On Helpfulness

For a long time I believed it was possible to be “right” or “wrong” about A Course in Miracles. If you wanted the spiritual benefits, then you had to toe the appropriate lines – intellectually, theologically and even socially. A lot of my early reading and thinking was shaped by this belief. I developed strong opinions about certain teachers and certain textual editions. It was very intellectual, very judgmental. Then, when I was introduced to Tara Singh’s teaching one summer night, I pretty much gave up everything else on the spot. This was it.

And so it was. And, in some important ways, so it remains. Yet after a couple years of reading and studying Tara Singh, it was clear that I was still resistant to awakening. I knew the course in a sincere and deep way, but I remained largely incapable of bringing it into application in my life. Something was missing.

Gradually, I began to look again at some of the first students whose work I had read – Gary Renard, Marianne Williamson, Kenneth Wapnick. I revisited the urtext and the sparkly edition. I spent some time with people whose approach to the course was quite different than mine. I talked. I listened.

It struck me that what we all had in common was greater than that which appeared to divide us. I don’t mean that in a Kumbaya sort of way. I’m not trying to rally ACIM students to a common cause. Far from it. By all means follow whatever path makes sense to you. I mean simply that what I learned at the feet of Tara Singh transferred pretty smoothly to what I learned while reading Ken Wapnick. Once you got past the drama of Gary Renard’s ascended masters, Disappearance of the Universe was pretty straightforward and practical, very much in the Wapnickian mode.

It cannot be said enough: we are in this together, all of us, and we need one another. We really do.

In other words, I was beginning to see the content of the course – not the form in which it was presented.

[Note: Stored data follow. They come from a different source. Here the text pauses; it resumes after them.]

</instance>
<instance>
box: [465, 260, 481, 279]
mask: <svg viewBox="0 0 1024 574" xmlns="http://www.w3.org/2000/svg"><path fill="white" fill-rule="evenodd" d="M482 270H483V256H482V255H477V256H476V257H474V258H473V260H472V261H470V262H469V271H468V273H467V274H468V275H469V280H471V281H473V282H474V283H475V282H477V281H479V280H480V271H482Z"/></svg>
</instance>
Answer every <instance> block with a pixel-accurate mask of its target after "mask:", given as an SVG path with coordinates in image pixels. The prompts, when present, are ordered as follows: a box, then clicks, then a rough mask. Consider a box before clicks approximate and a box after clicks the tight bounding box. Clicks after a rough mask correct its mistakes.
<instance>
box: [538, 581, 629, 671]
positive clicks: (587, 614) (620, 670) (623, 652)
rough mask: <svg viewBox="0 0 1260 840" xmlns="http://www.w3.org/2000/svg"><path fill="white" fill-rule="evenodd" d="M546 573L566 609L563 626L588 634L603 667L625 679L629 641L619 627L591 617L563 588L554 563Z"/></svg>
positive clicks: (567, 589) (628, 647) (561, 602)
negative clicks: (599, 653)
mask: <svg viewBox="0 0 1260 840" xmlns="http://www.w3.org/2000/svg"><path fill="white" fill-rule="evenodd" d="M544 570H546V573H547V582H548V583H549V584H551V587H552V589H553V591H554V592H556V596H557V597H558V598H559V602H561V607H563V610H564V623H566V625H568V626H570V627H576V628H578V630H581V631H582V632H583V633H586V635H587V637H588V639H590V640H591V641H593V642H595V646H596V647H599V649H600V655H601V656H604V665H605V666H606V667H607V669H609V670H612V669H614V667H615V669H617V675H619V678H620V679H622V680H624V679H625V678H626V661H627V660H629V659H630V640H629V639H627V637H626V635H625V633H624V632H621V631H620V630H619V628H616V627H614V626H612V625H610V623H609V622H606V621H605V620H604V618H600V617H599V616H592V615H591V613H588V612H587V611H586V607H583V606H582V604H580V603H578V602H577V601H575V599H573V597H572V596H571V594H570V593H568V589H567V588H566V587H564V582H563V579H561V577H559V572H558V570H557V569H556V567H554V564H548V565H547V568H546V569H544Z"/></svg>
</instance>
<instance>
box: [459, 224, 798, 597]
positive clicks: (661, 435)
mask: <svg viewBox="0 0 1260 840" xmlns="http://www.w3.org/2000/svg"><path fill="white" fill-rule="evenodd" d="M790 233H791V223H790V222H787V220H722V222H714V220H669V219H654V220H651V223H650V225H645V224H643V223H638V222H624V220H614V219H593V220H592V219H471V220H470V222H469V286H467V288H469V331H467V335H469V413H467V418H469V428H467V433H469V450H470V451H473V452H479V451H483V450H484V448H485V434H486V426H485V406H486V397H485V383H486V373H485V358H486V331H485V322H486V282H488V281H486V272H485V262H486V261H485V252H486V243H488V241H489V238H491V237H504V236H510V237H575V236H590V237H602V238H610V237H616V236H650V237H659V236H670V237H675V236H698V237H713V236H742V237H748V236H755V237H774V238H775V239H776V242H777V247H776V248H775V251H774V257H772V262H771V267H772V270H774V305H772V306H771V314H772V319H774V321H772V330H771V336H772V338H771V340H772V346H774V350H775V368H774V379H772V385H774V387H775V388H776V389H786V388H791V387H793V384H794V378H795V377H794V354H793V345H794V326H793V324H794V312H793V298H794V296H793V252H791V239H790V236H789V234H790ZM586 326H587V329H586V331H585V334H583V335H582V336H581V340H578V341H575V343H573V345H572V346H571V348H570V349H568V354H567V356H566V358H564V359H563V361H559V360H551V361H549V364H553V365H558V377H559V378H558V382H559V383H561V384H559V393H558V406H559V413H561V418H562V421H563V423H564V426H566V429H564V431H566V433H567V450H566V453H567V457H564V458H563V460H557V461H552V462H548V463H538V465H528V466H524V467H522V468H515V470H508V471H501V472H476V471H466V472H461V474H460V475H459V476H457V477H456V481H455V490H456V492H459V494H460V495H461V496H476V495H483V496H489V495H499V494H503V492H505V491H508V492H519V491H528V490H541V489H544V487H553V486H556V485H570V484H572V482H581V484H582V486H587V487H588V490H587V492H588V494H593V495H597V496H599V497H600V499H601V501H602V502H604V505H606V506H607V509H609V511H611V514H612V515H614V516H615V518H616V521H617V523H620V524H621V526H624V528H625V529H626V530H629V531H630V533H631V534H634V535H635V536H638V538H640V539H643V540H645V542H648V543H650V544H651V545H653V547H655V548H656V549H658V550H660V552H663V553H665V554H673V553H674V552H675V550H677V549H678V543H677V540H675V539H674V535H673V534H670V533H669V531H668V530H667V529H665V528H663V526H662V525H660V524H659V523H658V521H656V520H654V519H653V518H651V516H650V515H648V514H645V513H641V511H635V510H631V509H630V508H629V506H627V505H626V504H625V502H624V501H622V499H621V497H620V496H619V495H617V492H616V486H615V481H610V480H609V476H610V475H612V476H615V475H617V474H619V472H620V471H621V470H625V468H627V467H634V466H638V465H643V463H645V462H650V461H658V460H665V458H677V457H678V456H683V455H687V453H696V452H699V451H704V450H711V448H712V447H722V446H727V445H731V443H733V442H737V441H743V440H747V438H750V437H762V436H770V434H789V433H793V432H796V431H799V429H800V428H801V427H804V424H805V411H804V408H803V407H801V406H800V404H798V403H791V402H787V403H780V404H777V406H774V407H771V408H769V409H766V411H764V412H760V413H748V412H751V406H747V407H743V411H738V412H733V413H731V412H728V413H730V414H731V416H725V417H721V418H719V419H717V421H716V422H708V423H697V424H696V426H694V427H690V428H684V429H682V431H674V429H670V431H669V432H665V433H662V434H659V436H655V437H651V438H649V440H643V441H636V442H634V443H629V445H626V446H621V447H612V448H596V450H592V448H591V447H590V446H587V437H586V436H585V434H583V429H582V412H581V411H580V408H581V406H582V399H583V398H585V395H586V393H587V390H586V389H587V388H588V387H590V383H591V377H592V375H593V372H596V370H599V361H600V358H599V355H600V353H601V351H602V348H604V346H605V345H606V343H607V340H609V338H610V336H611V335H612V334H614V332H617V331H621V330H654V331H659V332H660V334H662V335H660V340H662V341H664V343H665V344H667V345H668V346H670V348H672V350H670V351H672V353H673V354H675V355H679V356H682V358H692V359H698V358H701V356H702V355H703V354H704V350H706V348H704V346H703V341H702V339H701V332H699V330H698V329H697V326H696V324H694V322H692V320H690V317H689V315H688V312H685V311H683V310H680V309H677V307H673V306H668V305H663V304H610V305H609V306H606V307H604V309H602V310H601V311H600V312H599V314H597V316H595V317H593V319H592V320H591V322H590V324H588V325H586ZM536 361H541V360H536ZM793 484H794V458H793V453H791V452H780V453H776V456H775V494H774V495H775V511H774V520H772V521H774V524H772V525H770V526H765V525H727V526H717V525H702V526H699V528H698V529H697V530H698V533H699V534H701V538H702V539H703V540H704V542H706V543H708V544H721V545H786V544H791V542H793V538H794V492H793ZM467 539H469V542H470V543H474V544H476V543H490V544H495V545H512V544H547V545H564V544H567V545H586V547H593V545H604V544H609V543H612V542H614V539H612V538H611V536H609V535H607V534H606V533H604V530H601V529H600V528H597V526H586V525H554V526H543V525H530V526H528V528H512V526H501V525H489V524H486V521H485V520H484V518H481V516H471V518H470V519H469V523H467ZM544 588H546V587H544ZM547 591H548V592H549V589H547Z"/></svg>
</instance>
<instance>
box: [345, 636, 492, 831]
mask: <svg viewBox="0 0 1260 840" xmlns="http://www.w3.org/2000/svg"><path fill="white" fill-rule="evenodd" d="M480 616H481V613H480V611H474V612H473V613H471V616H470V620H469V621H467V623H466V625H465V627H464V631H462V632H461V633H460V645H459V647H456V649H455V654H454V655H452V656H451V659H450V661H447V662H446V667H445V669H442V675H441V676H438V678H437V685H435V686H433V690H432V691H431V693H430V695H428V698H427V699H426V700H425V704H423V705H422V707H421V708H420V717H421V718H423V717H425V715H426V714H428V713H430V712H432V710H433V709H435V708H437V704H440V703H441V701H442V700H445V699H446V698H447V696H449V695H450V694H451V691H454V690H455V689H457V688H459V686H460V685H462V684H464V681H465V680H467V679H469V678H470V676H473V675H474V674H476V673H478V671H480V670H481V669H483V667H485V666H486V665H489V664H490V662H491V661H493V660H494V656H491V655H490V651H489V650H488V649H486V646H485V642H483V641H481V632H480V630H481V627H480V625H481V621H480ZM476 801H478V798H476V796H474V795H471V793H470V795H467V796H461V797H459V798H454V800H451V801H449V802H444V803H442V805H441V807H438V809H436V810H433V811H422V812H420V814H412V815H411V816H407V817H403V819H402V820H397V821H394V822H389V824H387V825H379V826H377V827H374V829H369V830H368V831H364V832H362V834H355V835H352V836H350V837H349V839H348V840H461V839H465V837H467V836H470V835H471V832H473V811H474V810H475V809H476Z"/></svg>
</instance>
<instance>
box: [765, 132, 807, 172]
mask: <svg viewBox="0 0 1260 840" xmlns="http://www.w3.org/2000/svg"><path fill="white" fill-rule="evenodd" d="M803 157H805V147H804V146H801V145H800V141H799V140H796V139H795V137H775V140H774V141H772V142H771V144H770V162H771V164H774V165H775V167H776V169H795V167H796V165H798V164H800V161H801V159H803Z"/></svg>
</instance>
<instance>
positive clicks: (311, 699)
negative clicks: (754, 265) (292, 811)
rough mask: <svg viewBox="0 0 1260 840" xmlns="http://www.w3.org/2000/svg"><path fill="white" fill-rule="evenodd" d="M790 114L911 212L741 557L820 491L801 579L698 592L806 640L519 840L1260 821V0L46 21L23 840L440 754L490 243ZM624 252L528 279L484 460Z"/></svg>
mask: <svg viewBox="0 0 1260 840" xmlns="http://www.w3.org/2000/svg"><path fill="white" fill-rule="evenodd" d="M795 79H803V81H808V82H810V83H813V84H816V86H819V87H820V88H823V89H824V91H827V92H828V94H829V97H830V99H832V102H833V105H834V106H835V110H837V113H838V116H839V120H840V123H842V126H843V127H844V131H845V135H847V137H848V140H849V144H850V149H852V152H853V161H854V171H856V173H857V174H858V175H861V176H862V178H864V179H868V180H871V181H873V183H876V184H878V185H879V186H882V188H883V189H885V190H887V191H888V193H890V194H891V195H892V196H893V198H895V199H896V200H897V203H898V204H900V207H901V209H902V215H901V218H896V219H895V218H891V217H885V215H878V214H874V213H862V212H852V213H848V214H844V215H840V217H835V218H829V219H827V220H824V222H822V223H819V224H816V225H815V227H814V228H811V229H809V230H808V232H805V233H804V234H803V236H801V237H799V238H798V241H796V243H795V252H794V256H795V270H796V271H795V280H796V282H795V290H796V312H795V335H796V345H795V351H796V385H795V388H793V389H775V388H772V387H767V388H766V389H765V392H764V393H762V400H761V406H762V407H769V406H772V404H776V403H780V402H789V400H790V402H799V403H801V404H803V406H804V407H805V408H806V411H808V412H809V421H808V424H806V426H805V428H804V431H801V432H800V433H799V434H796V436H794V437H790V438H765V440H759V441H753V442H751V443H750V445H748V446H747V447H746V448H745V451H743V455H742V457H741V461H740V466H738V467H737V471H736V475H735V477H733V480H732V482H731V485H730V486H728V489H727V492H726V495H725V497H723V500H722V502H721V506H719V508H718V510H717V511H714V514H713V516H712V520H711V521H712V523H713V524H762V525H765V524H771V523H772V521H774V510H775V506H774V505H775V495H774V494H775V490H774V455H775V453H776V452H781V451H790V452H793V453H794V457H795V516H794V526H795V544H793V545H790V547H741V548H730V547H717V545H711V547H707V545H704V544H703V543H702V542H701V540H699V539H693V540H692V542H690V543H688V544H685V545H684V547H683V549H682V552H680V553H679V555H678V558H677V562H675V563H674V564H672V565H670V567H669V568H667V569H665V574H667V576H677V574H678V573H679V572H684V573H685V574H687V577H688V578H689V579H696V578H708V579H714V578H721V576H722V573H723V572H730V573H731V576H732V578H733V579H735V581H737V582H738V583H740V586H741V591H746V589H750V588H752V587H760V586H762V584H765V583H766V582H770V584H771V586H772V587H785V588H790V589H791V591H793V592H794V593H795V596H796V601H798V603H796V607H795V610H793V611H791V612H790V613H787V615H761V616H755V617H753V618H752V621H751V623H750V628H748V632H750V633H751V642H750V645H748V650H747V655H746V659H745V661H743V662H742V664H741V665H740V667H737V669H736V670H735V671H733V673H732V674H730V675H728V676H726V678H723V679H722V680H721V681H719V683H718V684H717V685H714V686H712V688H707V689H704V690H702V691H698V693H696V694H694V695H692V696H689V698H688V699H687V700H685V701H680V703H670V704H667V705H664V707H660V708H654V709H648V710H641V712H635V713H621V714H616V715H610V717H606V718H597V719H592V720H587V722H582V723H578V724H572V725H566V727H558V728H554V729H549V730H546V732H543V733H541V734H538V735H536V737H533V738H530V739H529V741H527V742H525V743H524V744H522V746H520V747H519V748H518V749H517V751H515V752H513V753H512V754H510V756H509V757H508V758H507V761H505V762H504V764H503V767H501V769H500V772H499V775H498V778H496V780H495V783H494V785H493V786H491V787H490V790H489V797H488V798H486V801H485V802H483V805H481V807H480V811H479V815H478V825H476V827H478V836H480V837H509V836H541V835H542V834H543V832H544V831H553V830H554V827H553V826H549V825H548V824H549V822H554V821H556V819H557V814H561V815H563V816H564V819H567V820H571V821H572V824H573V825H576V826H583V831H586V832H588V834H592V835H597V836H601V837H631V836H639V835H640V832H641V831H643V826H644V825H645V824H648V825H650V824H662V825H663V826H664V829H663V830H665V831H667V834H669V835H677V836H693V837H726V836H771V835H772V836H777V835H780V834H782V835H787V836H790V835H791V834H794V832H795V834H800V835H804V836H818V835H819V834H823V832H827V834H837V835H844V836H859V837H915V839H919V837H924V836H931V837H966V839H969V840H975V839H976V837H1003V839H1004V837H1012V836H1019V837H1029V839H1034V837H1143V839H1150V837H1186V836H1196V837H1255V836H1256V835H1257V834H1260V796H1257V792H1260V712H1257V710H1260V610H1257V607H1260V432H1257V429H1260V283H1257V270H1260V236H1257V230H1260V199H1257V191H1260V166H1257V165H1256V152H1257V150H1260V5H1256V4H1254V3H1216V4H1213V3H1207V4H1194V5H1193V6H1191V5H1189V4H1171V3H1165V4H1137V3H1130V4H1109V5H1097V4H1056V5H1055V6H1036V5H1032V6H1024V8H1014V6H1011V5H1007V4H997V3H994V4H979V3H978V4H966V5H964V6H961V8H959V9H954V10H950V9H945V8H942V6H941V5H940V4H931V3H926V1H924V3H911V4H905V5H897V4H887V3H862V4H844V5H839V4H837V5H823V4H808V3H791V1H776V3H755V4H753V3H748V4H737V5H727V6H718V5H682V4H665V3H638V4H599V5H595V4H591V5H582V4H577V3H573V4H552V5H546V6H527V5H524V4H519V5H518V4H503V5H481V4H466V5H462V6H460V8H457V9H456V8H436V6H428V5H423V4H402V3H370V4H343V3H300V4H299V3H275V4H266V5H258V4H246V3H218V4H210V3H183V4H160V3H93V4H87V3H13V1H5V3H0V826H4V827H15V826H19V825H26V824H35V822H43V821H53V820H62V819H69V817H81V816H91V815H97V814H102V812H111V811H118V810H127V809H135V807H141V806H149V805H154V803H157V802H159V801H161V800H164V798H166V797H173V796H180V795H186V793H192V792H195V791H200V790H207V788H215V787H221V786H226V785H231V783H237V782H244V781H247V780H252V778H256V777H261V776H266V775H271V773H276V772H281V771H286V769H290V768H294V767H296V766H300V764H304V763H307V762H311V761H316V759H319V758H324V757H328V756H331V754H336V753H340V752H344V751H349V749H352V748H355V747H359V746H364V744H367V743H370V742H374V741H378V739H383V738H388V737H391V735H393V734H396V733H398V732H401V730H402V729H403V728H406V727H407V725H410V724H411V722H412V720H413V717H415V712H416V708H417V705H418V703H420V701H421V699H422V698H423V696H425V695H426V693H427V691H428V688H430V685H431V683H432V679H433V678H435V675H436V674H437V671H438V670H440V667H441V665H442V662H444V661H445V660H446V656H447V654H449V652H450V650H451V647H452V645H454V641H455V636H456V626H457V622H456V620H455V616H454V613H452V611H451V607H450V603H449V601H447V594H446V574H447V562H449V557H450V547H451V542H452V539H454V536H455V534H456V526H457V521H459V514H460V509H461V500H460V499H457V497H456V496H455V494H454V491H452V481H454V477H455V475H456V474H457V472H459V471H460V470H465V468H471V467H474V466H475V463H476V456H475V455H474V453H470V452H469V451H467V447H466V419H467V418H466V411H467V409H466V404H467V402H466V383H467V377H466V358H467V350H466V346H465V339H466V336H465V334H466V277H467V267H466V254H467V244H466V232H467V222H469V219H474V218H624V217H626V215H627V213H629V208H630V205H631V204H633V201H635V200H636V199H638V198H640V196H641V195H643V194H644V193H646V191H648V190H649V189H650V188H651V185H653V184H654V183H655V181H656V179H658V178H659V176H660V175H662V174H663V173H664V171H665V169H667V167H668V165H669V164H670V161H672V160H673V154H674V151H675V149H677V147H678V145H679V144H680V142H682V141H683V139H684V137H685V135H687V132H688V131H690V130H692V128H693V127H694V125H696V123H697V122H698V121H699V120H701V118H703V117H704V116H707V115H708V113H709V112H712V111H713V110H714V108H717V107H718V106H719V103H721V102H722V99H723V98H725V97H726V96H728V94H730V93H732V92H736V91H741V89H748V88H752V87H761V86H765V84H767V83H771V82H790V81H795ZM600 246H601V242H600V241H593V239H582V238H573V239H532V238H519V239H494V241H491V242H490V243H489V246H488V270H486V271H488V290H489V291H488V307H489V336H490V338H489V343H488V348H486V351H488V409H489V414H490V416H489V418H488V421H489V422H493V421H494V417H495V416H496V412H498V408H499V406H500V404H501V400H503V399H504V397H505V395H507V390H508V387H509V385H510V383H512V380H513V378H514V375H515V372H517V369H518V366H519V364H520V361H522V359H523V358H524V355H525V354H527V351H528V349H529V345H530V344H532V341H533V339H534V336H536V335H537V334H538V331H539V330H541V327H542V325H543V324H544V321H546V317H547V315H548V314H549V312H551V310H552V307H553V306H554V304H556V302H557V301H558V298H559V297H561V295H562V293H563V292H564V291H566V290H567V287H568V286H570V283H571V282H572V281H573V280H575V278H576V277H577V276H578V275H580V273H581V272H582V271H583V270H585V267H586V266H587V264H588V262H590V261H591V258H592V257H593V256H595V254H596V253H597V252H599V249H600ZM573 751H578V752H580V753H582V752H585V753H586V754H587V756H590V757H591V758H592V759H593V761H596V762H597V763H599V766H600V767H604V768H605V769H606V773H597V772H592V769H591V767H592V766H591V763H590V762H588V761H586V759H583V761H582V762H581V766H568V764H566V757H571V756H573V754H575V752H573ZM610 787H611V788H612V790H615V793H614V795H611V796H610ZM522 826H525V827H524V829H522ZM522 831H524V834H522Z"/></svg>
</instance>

Thus, my focus shifted from “right” and “wrong” to “helpful” and “not helpful.” The Holy Spirit can and will use just about any tool to facilitate our awakening. Generally, the best thing we can do is get out of the way. I listen carefully to Jesus and the Holy Spirit – those symbols of the healed mind instructing all of us with gentleness and love. I am not guided to one teacher, the way some people root for one baseball team. I am partial to Tara Singh, but would be lost without Ken Wapnick’s clear, consistent and culturally resonant writing. I am touched and inspired by the sincerity of many emerging teachers and students. To the healed – to the healing – mind, it’s all helpful. It’s all good.

It cannot be said enough: we are in this together, all of us, and we need one another. We really do.

The writing and related material that is offered on this site is offered in that spirit. I want to be helpful. If I am, then I am grateful. If I am not helpful, then I hope you will quickly seek out someone whose work is resonant and clarifying. No hard feelings! I’ll be here – one way or the other – if you need or want to come back.

Over the years, as my practice has deepened and my understanding changed, this site has changed as well. I shudder at some of the early writing. As a writer, I see those posts in terms of craft – seeking out and exploring the terms and conditions of a given project. As a student of A Course in Miracles, they sometimes strike me as shallow and egocentric. I think about deleting old posts all the time but never quite get around to it. Perhaps they testify to how the course works – inspiring us, lifting us, enlightening us, healing us. I have a long way to go. Forgive me.

It seems after a lifetime of writing and praying and studying that there might be a bit more wisdom here. But I remain as I have always been – a benign but wordy bastard. Perhaps in another lifetime I’ll pull the whole teacher/prophet thing together. In this one, these sentences will have to do. Take them with a grain of salt and keep a kind thought for me. Without you, it wouldn’t mean a thing.